Many segments of society see the deterioration of the western industrial model. Some want answers and some want to hang on to this model for as long as possible. Outcries for answers have been through elections of authoritarian nationalists like Donald Trump, Rodrigo Duterte, Jair Bolsonaro, Benjamin Netanyahu, and Vladimir Putin.
We see the Yellow Vest movement in France as struggle of how to grapple with neoliberalism austerity measures for climate change action. Some in the movement are anarchists and some are far-right nationalists struggling against one another while fighting against a deteriorating planet and living standard.

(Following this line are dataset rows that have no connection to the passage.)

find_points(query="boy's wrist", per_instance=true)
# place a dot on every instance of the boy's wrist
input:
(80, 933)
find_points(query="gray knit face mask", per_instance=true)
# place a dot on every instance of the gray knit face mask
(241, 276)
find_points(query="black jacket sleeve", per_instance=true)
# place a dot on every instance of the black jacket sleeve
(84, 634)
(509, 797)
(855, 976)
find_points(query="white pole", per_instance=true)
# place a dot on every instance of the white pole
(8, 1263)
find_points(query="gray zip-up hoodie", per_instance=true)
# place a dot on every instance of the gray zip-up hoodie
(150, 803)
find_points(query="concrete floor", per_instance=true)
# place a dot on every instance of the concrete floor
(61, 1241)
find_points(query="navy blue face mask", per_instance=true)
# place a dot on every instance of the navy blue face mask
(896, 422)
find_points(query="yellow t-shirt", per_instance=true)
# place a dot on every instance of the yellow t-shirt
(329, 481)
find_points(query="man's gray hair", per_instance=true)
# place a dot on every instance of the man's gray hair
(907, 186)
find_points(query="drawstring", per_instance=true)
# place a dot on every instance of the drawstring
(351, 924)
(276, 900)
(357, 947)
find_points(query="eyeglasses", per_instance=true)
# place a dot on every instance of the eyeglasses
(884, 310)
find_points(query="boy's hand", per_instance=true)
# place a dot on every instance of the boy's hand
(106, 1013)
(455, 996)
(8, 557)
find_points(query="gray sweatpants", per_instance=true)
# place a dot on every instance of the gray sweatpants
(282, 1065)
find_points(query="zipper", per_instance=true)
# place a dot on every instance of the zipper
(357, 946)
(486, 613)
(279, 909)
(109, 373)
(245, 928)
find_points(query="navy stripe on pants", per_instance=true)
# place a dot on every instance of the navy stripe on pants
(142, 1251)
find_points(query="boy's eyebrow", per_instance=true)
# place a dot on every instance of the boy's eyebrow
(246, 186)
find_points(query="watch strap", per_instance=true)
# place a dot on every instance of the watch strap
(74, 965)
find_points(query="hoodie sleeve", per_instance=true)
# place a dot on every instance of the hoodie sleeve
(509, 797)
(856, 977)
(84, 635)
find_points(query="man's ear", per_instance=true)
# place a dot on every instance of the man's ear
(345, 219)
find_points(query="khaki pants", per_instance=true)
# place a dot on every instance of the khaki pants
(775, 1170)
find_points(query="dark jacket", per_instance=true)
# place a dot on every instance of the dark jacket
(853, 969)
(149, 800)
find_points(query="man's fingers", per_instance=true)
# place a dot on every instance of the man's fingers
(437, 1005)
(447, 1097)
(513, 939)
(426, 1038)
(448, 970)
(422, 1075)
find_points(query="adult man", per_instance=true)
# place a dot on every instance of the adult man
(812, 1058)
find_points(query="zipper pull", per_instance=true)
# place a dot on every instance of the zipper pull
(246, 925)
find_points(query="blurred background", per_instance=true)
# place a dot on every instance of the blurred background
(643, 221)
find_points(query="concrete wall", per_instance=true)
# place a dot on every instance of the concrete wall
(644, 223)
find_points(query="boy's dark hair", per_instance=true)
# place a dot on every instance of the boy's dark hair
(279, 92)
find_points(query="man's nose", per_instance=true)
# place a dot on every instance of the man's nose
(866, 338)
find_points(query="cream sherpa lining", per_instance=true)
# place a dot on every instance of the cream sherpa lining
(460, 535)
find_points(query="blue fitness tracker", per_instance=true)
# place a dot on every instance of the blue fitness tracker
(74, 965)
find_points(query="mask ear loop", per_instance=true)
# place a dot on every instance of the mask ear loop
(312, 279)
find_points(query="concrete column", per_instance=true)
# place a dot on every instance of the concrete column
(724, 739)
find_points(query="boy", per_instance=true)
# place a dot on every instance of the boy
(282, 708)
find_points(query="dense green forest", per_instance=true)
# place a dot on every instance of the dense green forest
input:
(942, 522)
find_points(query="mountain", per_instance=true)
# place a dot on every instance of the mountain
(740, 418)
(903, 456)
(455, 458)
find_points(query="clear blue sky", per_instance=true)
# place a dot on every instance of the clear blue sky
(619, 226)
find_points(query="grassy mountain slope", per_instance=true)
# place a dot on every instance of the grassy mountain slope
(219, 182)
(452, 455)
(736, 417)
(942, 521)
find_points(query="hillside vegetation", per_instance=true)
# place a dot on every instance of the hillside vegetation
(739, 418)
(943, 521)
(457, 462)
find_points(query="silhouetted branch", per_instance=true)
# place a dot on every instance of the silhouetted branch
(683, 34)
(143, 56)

Why are these things happening? One overlooked reason is that the imagined communities we have been living in are far too large and have gotten far too out of hand and the outcome has been Global Nationalism. The ideal community is a community of 50 to 500 people not tens to hundreds of millions of people because per the 2018 article titled Optimising Human Community Sizes by Robin Dunbar and Richard Sosis:
“when community size exceeds ~500, the rising intensity of social and other stresses threaten community coherence and stability, and cohesion can only be maintained if some mechanism is available to suppress or mitigate these disruptive forces.”
Deviations away from these values (50 to 500 people) resulted in reduced functionality and increased risk of fission which is why a “top-down authoritarian organizational structure” is the historical and present mechanism implemented in the community in an attempt to preserve it.
50 to 500 people preserves longevity and nothing is imagined. These communities are real, people can literally see the entire community before their eyes. It’s not imagined, it’s not authoritative.
Some will say the Green New Deal is a good thing, and at least it gets us popularizing everyday discussions on climate change. I agree with the statement that it gets us talking about climate change but let’s make this talk a good thing and challenge ourselves not to limit the conversation to carbon emissions. As Patrick Farnsworth says, climate change is not just about carbon emissions. Our culture gets in the way of us having the deeper level discussions about how we built a destructive society. It’s an internal reflection we must face.
Next time discussions are had about climate change we must challenge ourselves to omit talk about carbon emissions that will limit the talk to societal preservation and jobs. Let’s permit the deep level climate change conversations about imagined communities, nationalism, production, and profit.